Así que mi perro se metió en el cuenco de fruta el fin de semana pasado y agarró un poco de piña antes de que pudiera detenerlo. Honestamente, me preocupé un poco al principio, pero resulta que en realidad está bien—incluso es bueno para ellos si se hace correctamente.



Después de investigar y hablar con un veterinario, esto es lo que aprendí: los perros pueden comer piña fresca, pero solo la parte carnosa. La piel y el centro son básicamente un no, porque son demasiado duros y densos, además de que podrían causar una obstrucción o un riesgo de asfixia. Así que si estás pensando en darle un poco a tu cachorro, asegúrate de cortarla en trozos pequeños y sin las partes exteriores duras.

Lo importante es la moderación—esto es clave. Demasiada piña puede molestar su estómago y causar diarrea o vómitos. Los veterinarios recomiendan limitarlo a solo unas pocas piezas al día, quizás 2-3 como máximo. Es un premio saludable en comparación con muchas golosinas comerciales para perros, pero no debería convertirse en algo habitual ya que la comida comercial para perros ya tiene todos los nutrientes que necesitan.
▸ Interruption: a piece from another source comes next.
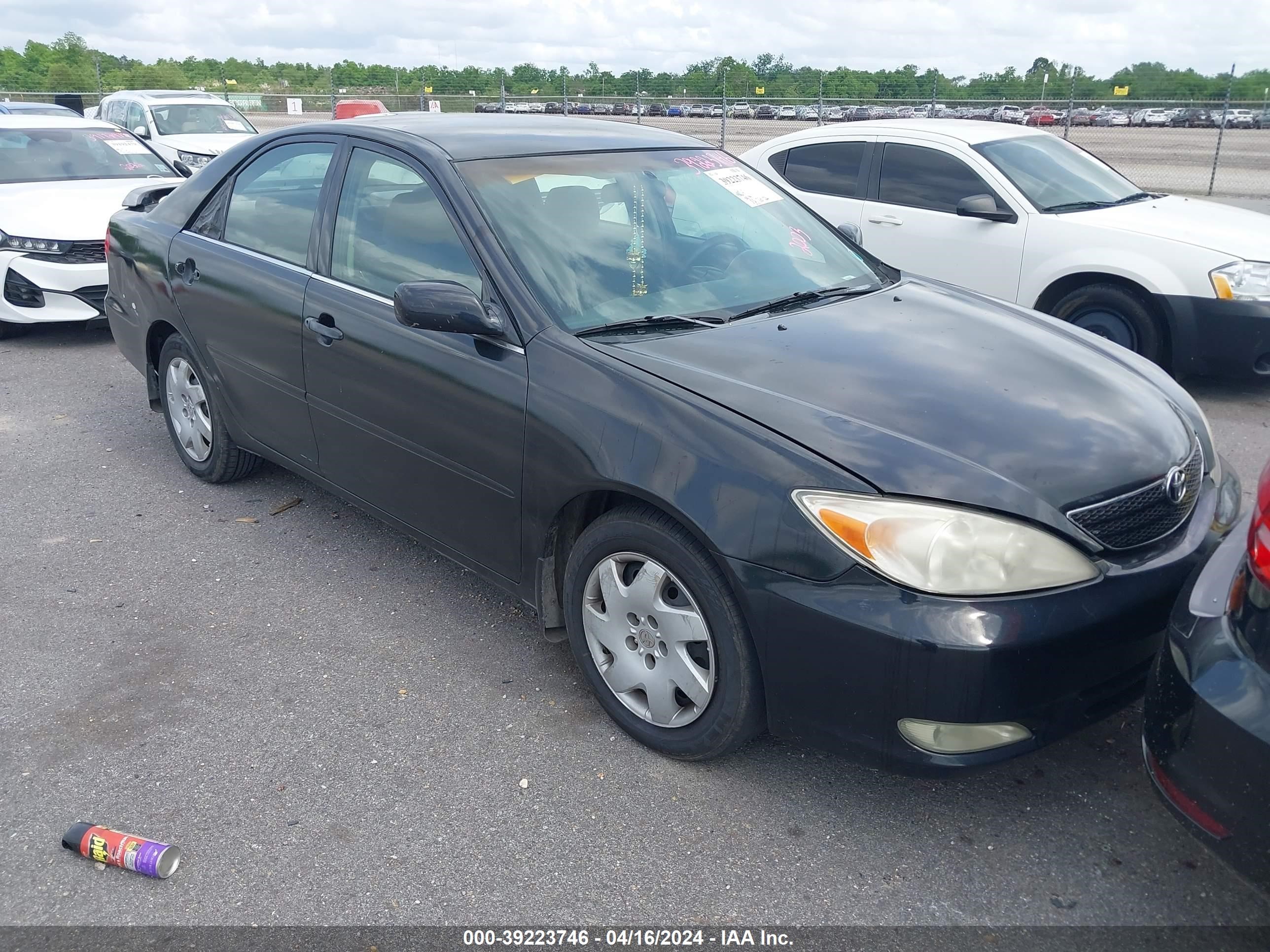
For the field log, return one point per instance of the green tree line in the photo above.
(69, 65)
Ahora, aquí es donde se pone interesante. Si te preguntas sobre las diferentes formas de piña, hay algunas distinciones importantes. La piña fresca es obviamente la opción más segura. Pero, ¿los perros pueden comer piña seca? Honestamente, yo la evitaría a menos que esté preparada sin azúcar añadido. La mayoría de la piña seca que encuentras en las tiendas está cargada de azúcar, lo cual puede alterar su digestión y causar problemas más graves a largo plazo. El alto contenido de azúcar no vale el riesgo.

¿Y la piña congelada? Esa en realidad es una buena opción, especialmente en verano. Incluso puedes congelarla con un poco de yogur griego para hacerle un helado casero. Si tu perro está dentando o tiene encías doloridas, quizás disfruten masticando un trozo congelado.

En cuanto a la pregunta del jugo—si te preguntas si los perros pueden comer piña seca en forma líquida, el jugo de piña fresca en moderación está bien, pero definitivamente evita cualquier enlatado o embotellado por el azúcar añadido. Unas cucharadas mezcladas ocasionalmente en su comida están bien, pero eso es todo.

La piña sí tiene beneficios de salud legítimos. Está llena de vitamina C para el sistema inmunológico, vitaminas B para energía, potasio para el salud del corazón, calcio para los huesos y hierro para la sangre. Además, es como un 80-90% agua, así que es genial para mantenerlos hidratados en días calurosos. Pero, de nuevo, esto es un premio, no algo que debas añadir a su dieta habitual.

Si tu perro tiene alguna condición de salud subyacente—especialmente diabetes—definitivamente consulta con tu veterinario antes de introducir la piña. Y, obviamente, evita cosas como la pizza de piña por el ajo y las cebollas, que en realidad son tóxicas para los perros.

En resumen: la piña fresca en pequeñas cantidades es un premio ocasional sólido. Solo evita la piel, el centro y cualquier cosa con azúcares añadidos. Tu perro probablemente la amará, y tú puedes sentirte bien sabiendo que le estás dando algo con valor nutricional real.